La clause de non-concurrence est la clause par laquelle l’employeur, moyennant contrepartie financière, interdit au salarié d’exercer certaines activités professionnelles à l’expiration de son contrat de travail.

La validité de cette clause est subordonnée au respect de plusieurs règles :

- elle doit notamment être limitée dans le temps et dans l’espace ;

- tenir compte des spécificités de l’emploi du salarié ;

- comporter l’obligation pour l’employeur de verser au salarié une contrepartie financière.

A défaut de respecter ces conditions de validité, la clause est nulle !

Maître Jean-Bernard BOUCHARD, avocat en droit du travail à Paris 16, intervient régulièrement en conseil comme en contentieux devant les juridictions prud’homales en matière de litige relatif à la validité des clauses de non-concurrence.

Seul l’employeur peut renoncer au bénéfice de la clause de non-concurrence valide, seulement si cette possibilité est expressément prévue par le contrat de travail ou la convention collective.

En tout état de cause, cette renonciation doit être clairement exprimée par l’employeur, et non équivoque.
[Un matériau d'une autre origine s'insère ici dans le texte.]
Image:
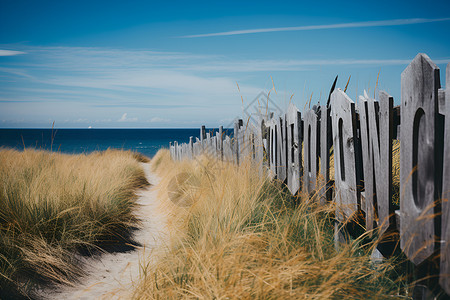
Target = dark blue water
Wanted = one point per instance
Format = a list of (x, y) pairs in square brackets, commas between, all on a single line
[(145, 141)]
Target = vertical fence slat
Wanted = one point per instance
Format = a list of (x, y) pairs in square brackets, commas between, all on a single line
[(376, 143), (311, 150), (325, 146), (294, 146), (344, 139), (444, 279), (281, 151), (419, 85)]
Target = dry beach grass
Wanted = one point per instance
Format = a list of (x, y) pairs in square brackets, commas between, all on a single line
[(55, 205), (237, 235)]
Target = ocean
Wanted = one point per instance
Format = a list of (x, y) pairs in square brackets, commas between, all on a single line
[(145, 141)]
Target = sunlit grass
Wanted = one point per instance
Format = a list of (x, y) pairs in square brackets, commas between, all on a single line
[(53, 206)]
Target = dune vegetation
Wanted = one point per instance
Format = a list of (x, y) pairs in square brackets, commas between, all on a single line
[(55, 207), (235, 234)]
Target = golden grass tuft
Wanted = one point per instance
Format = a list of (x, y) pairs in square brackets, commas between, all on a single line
[(55, 205), (246, 237)]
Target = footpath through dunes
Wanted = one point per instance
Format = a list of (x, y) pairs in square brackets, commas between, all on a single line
[(111, 275)]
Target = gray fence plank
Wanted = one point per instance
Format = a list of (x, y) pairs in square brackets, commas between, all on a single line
[(419, 88), (383, 165), (344, 135), (311, 141), (236, 142), (376, 142), (281, 151), (294, 147), (325, 146), (259, 145), (273, 147), (367, 156), (220, 143), (444, 279)]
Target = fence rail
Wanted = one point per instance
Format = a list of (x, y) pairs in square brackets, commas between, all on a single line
[(290, 147)]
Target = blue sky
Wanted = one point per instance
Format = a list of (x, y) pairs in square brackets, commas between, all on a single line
[(111, 64)]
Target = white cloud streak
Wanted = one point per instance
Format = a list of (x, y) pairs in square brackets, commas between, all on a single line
[(10, 52), (395, 22)]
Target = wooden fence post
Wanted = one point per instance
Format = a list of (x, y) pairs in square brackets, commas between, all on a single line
[(259, 145), (311, 150), (325, 146), (273, 145), (343, 118), (220, 143), (377, 123), (294, 146), (444, 279), (418, 153), (236, 141)]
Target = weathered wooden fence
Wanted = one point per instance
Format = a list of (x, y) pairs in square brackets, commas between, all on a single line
[(290, 147)]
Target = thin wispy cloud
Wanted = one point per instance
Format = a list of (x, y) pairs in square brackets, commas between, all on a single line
[(383, 23), (10, 52)]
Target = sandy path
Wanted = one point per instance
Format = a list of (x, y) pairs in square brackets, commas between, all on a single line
[(111, 276)]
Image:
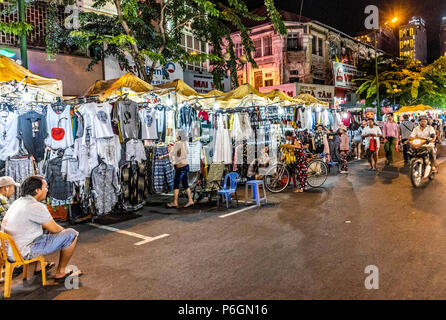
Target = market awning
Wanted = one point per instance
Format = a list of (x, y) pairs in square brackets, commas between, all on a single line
[(179, 87), (105, 89), (309, 99), (10, 70), (418, 108)]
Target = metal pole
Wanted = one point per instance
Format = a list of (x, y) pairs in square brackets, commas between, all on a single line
[(23, 47), (378, 105)]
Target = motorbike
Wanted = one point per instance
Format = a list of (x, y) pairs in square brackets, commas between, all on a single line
[(420, 162)]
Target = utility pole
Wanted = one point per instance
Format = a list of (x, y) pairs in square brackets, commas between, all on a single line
[(378, 110), (23, 47)]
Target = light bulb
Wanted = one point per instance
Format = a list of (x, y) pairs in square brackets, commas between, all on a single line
[(27, 96)]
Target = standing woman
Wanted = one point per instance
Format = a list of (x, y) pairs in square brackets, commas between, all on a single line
[(178, 157), (301, 160)]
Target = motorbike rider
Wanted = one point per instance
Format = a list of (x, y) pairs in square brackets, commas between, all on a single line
[(425, 131)]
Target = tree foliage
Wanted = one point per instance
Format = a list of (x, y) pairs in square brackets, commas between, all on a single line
[(415, 83), (150, 29)]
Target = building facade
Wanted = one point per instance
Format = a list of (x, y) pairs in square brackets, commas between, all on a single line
[(305, 55), (413, 40), (443, 36), (386, 40)]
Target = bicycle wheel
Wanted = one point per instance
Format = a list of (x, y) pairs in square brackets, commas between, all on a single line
[(317, 173), (277, 178)]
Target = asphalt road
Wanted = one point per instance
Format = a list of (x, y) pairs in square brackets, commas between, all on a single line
[(312, 245)]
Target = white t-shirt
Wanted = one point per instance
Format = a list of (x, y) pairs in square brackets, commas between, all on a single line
[(23, 222), (376, 131), (59, 122), (135, 149), (9, 143), (98, 117), (148, 124), (110, 150)]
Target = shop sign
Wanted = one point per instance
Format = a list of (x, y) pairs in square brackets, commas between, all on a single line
[(344, 74), (113, 69), (203, 82), (321, 92), (288, 88)]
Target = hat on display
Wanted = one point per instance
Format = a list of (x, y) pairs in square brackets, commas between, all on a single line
[(182, 134), (8, 181)]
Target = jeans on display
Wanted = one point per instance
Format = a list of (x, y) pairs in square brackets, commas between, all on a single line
[(181, 175), (162, 172)]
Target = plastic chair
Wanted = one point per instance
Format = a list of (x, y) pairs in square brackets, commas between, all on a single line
[(255, 191), (227, 191), (211, 184), (19, 261)]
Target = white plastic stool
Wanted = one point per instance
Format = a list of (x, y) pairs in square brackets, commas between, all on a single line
[(255, 191)]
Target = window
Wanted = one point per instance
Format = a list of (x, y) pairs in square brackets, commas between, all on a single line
[(190, 44), (238, 50), (294, 42), (267, 46), (314, 43), (320, 46), (258, 46)]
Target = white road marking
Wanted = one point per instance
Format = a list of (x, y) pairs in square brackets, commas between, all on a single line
[(238, 211), (146, 239)]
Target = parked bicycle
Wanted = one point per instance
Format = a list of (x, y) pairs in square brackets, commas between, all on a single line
[(278, 177)]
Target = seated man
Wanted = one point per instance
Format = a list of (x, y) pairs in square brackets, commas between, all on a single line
[(7, 189), (25, 221)]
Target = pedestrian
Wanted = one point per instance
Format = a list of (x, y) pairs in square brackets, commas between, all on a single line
[(371, 135), (178, 156), (357, 140), (390, 135), (344, 148), (25, 221), (406, 127), (301, 161), (7, 189)]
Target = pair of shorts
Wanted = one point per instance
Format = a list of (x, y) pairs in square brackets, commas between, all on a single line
[(181, 175), (49, 243)]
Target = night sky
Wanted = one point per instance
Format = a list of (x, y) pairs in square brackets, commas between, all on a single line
[(348, 15)]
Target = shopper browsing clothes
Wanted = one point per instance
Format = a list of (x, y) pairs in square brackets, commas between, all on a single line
[(25, 221), (301, 161), (344, 148), (390, 134), (7, 189), (371, 135), (357, 138), (178, 155)]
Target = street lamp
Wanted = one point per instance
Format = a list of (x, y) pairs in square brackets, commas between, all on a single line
[(242, 59), (376, 67)]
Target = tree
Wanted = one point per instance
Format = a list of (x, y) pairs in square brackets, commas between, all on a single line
[(152, 29), (415, 83)]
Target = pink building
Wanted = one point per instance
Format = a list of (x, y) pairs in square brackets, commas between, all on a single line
[(305, 55)]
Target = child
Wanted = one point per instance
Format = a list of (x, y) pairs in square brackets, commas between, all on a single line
[(344, 147)]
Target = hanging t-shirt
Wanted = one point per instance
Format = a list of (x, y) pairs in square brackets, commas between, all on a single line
[(148, 124), (109, 149), (9, 144), (134, 150), (98, 117), (128, 119), (60, 129)]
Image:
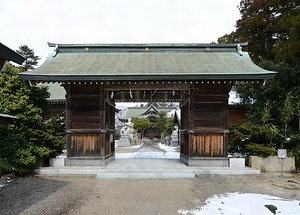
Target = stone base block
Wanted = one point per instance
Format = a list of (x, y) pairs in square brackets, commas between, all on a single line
[(272, 164), (237, 162), (58, 161), (89, 161), (123, 142), (205, 161)]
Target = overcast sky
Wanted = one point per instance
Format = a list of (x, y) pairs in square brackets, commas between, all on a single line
[(36, 22)]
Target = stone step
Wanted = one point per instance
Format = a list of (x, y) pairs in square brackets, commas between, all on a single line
[(144, 174)]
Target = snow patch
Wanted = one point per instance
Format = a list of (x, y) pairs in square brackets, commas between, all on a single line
[(246, 204)]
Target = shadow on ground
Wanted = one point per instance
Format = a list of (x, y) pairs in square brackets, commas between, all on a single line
[(25, 192)]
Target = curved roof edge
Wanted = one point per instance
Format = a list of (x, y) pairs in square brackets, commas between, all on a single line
[(143, 62)]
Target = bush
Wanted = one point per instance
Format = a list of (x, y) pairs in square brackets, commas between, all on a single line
[(254, 139), (260, 150), (293, 145)]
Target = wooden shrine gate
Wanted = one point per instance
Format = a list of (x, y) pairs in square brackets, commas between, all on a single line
[(199, 76)]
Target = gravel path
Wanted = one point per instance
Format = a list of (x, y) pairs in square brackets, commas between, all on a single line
[(87, 195)]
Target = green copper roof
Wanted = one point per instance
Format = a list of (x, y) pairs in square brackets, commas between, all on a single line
[(92, 62)]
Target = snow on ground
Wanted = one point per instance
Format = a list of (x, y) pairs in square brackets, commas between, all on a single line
[(245, 204), (169, 153)]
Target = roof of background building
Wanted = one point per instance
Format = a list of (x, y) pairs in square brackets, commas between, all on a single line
[(96, 62), (10, 55)]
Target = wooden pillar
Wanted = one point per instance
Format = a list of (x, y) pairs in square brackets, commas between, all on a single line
[(86, 126), (205, 130)]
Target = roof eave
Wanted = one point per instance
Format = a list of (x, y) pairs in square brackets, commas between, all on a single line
[(173, 77)]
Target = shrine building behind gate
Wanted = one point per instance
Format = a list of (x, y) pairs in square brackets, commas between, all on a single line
[(198, 76)]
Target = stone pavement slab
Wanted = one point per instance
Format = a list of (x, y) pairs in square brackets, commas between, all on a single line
[(144, 168)]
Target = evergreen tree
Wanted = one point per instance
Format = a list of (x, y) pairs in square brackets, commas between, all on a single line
[(30, 59), (27, 139)]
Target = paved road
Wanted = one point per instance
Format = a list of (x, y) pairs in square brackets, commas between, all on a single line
[(150, 146)]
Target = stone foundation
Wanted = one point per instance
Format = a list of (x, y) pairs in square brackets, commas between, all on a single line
[(205, 161), (271, 164)]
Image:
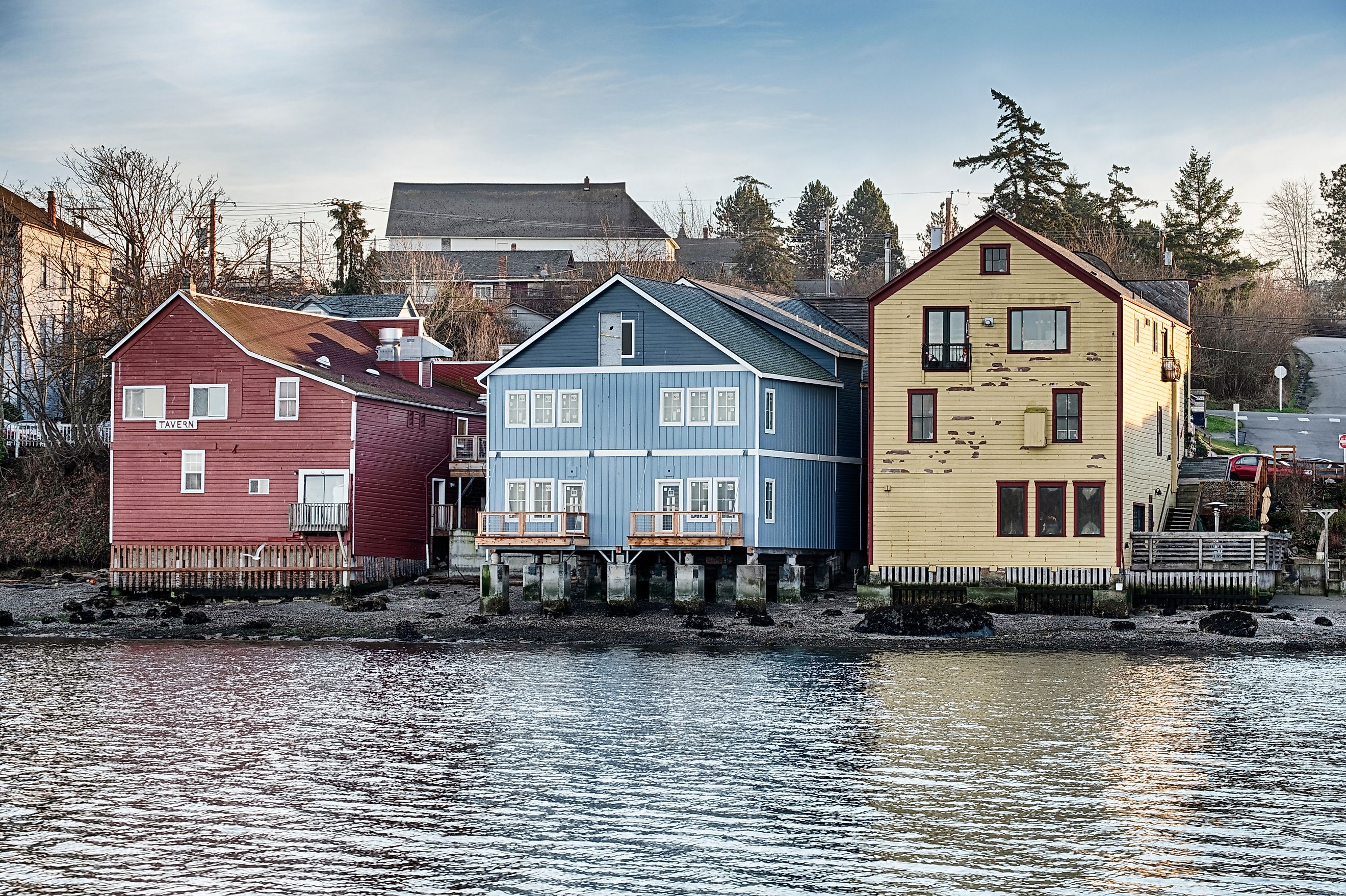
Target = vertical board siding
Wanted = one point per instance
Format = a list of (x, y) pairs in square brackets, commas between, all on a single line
[(179, 349), (660, 339), (936, 504)]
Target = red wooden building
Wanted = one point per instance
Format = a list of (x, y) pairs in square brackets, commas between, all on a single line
[(272, 450)]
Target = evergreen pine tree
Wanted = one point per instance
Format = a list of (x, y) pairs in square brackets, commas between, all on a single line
[(1031, 185), (1201, 226), (861, 230), (806, 237), (352, 232), (747, 216), (1332, 220)]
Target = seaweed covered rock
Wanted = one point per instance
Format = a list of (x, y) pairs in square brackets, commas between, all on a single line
[(1235, 623), (928, 621)]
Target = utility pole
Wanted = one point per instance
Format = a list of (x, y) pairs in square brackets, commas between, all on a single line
[(301, 222), (825, 226), (212, 279)]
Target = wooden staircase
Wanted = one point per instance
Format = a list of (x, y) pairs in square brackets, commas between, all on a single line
[(1182, 516)]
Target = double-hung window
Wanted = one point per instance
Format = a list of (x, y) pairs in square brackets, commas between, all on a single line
[(544, 409), (516, 409), (1065, 415), (921, 415), (727, 407), (1088, 509), (1040, 330), (287, 398), (697, 407), (193, 471), (211, 403), (571, 408), (143, 403), (671, 407)]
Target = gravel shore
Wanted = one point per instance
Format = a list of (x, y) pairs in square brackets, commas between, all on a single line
[(451, 617)]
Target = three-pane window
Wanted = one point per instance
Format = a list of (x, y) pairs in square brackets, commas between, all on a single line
[(1040, 330), (1067, 415), (143, 403), (211, 403), (287, 399), (921, 421)]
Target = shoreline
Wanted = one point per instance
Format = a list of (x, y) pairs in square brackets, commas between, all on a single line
[(451, 618)]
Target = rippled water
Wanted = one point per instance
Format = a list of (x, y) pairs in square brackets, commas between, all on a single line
[(325, 769)]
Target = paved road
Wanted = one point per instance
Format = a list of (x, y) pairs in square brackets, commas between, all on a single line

Dans un arrêt récent (Cass. Soc. N°17-27.188, 6 février 2019), la Cour de cassation est venue rappeler cette obligation.

En l’espèce, une rupture conventionnelle avait été signée entre l’employeur et le salarié, mais ce dernier a saisi le Conseil de prud’hommes en paiement de la contrepartie pécuniaire de la clause de non concurrence insérée dans son contrat de travail.

La Cour d’appel de Lyon a fait droit à la demande du salarié, confirmée par la chambre sociale de la Cour de cassation.

L’employeur prétendait que le montant versé au titre de la rupture conventionnelle était bien supérieur au minimum légal de sorte qu’il englobait également la contrepartie financière de la clause de non-concurrence et que les parties avaient déclarées être réglées de toutes les sommes au titre de l'exécution du contrat de travail ou du fait de la rupture conventionnelle de celle-ci.

La Haute juridiction rappelle néanmoins que la renonciation par l’employeur à l’obligation de non-concurrence ne se présume pas.

En outre l’employeur laissait entendre que la rupture conventionnelle avait l’effet d’une transaction.

Rappelons que la rupture conventionnelle vise à rompre un contrat de travail en dehors de tout conflit. A l’inverse une transaction vise à mettre un terme au litige né entre les parties.

Dès lors, puisque ces deux actes suivent une philosophie juridique différente, aucune rupture conventionnelle ne peut avoir l’effet d’une transaction.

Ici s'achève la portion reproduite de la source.